Once connected, here are some prompts you can try in your Claude Code session:

  • "Show me all reviews under 3 stars from the last 30 days"
  • "Draft responses to all unanswered Google reviews from this week"
  • "List all locations where the listing is incomplete or inconsistent"
  • "Show me keyword ranking performance across all locations for the past month"
  • "Create a review campaign for customers who purchased in the last 7 days"
  • "Post this update to Google Business Profile for all locations: [your message]"

Troubleshooting & FAQs

My API key isn't working. Check that there are no extra spaces before or after the key in the command. The header format must be exact. If you're still having issues, go to Settings → Integrations in your Synup account, generate a new API key, and re-run the claude mcp add command with the new key.

The MCP server won't connect. Verify that the URL in your command is exactly https://mcp-agent.synup.com/mcp and that you opened a fresh terminal window after running the setup command. If it still fails, run claude mcp list to confirm the server was registered, then restart your terminal completely.

I get "command not found" when I type claude. Your npm global bin directory is not in your PATH. Run npm config get prefix to find where npm installs global packages, then add that path followed by /bin to your shell's PATH. On macOS with zsh, you would add this line to your ~/.zshrc file: export PATH="$(npm config get prefix)/bin:$PATH" and then run source ~/.zshrc.

The /mcp command doesn't work. Make sure you are typing /mcp inside an active Claude Code session — that means after you have run claude in your terminal and are inside the chat interface. The /mcp command will not work in your regular terminal prompt.

Queries return empty results. Confirm your locations exist by running get_all_locations via a prompt. If you have a large number of locations, only the first 50 are returned by default — ask Claude to fetch the next page using pagination.

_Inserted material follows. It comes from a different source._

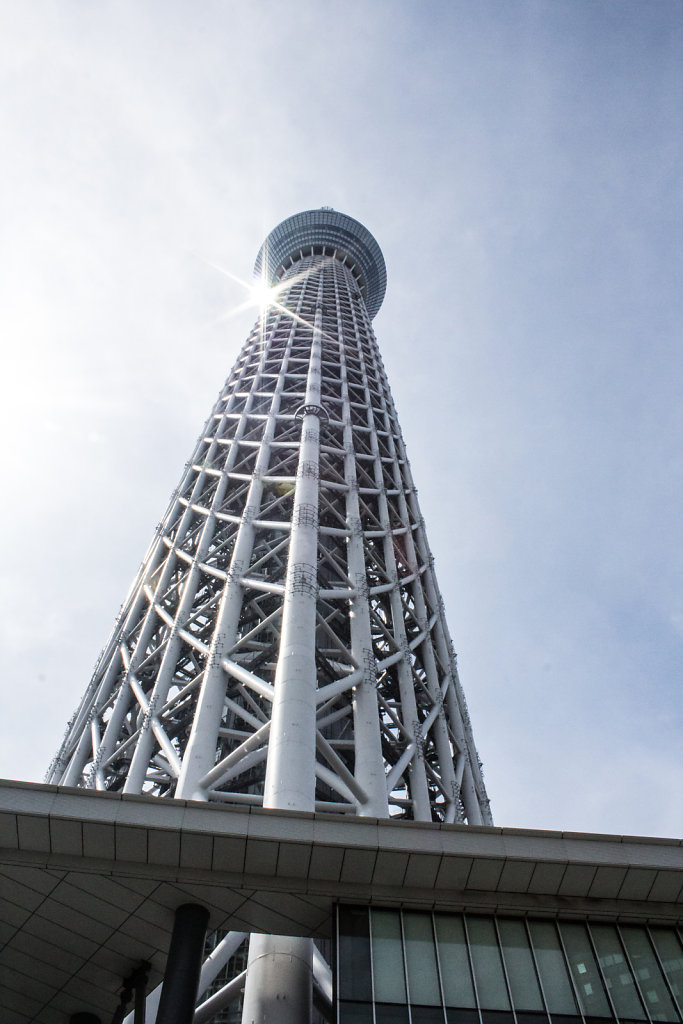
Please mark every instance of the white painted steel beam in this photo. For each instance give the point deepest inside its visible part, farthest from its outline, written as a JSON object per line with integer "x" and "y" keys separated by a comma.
{"x": 284, "y": 643}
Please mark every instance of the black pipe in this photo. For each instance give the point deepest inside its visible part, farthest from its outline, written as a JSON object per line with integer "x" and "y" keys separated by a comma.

Queries are timing out. For accounts with 100 or more locations, large queries can time out if you are requesting too much data at once. Try narrowing the date range to 7 days instead of 90, or filtering by a specific location rather than pulling all locations simultaneously.

I want to switch from write mode to read mode (or vice versa). Remove the existing server and re-add it with the access mode you want:

bash

claude mcp remove synup-mcp

claude mcp add --transport http synup-mcp https://mcp-agent.synup.com/mcp \

--header "X-api-key: YOUR_API_KEY" \

--header "X-access-mode: read"

Authentication fails every time I reconnect. Restart your terminal application completely rather than just closing the Claude Code session. Config changes sometimes require a full terminal restart to take effect.